According to Hentschel's ideas, a primarily agricultural production site should become a “human garden”, a “place of high racial culture” with the aim of creating a “new national upper class”. Recourse to the alleged forms of marriage of the ancient Germanic peoples (in which, in Hentschel's opinion, “the strong and capable slew nine of his weaker opponents and claimed the women for himself”), a single marriage for a time between about one thousand women and one hundred should be in a Mittgart settlement Men rule. The practical implementation of such plans failed because there were not enough women for such settlements.

During and after the First World War, Hentschel's stock assets became worthless. In the "Keim-Siedlung Niegard ", located in a peat area near Westerwanna , he built a new existence and in 1923 called for the formation of the Artam League . He thus triggered the founding of the Bundischen youth movement of the Artamans , which Heinrich Himmler and Walther Darré also joined.

He gave up his party membership in the NSDAP ( membership number 144.649) on August 1, 1929, according to reports from the NSDAP district in East Hanover, in December 1932.

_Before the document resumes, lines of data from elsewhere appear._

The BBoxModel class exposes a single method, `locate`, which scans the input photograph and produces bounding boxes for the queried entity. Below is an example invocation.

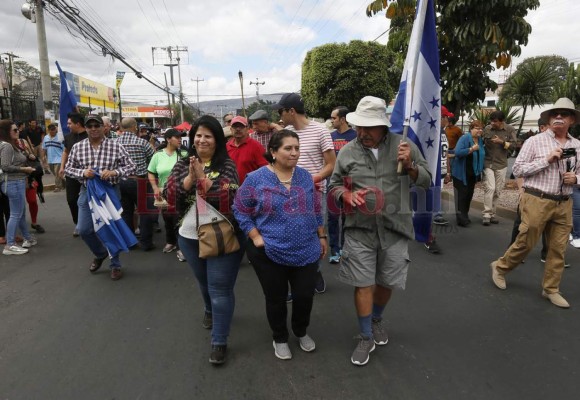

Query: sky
[0,0,580,108]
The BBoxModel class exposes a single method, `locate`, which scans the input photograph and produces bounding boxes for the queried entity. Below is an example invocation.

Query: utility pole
[250,78,266,101]
[191,76,204,117]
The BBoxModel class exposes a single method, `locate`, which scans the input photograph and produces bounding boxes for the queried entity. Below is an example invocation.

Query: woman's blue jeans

Hentschel had numerous followers. His teacher Ernst Haeckel z. B. shared his views on racial hygiene . Further admirers were Erich Ludendorff and Adolf Hitler , who handwritten congratulations to the Hentschel couple on their diamond wedding in 1941 - despite leaving the party. Hentschel's influence on National Socialism consisted in addition to the nationalist ideas, as it was finally expressed in Lebensborn , above all in the implementation of the Hitler salute initiated by him .

literature

  • Dieter Löwenberg: Willibald Hentschel (1858-1947), his plans for human breeding, his biologism and anti-Semitism . University of Mainz, Mainz 1978 (dissertation).
  • Gregor Pelger: Willibald Hentschel . In: Handbook of the Volkish Sciences. People - institutions - research programs - foundations. Edited by Ingo Haar , Michael Fahlbusch . Among employees v. Matthias Berg, Munich 2008, ISBN 978-3-598-11778-7 , pp. 239–243
  • Uwe Puschner: Volkish intellectuals? The example of Willibald Hentschel. In: Intellectuals and Anti-intellectuals in the 20th Century. Edited by Richard Faber , Uwe Puschner . Peter Lang, Frankfurt 2013, pp. 145–184
  • Günter Hartung: German fascist literature and aesthetics. Collected studies and lectures. Leipziger Universitätsverlag , 2001 ISBN 3934565921

Individual evidence

  1. Uwe Puschner : Mittgart - a national utopia . In: utopias, visions of the future, thought experiments. Literary concepts from another world in western thought from antiquity to the present . Edited by Klaus Geus . Frankfurt / Main: Peter Lang, pp. 153–181 (= civilization and history 9)
  2. Matthias Piefel: Anti-Semitism and Völkisch Movement in the Kingdom of Saxony 1879-1914 . V and R Unipress, Göttingen 2004, p. 40.
  3. ^ Uwe Puschner: Hentschel, Willibald . In: Handbook of Antisemitism: Anti-Semitism in Past and Present . Edited by Wolfgang Benz . Volume 2/1 People A – K, Walter de Gruyter, Berlin 2009, pp. 351–353, here: p. 353.
  4. a b Gregor Pelger: Willibald Hentschel . In: Handbook of the Volkish Sciences. People - institutions - research programs - foundations . Edited by Ingo Haar u. Michael Fahlbusch. Among employees v. Matthias Berg, Munich 2008, pp. 239–243, here: p. 243.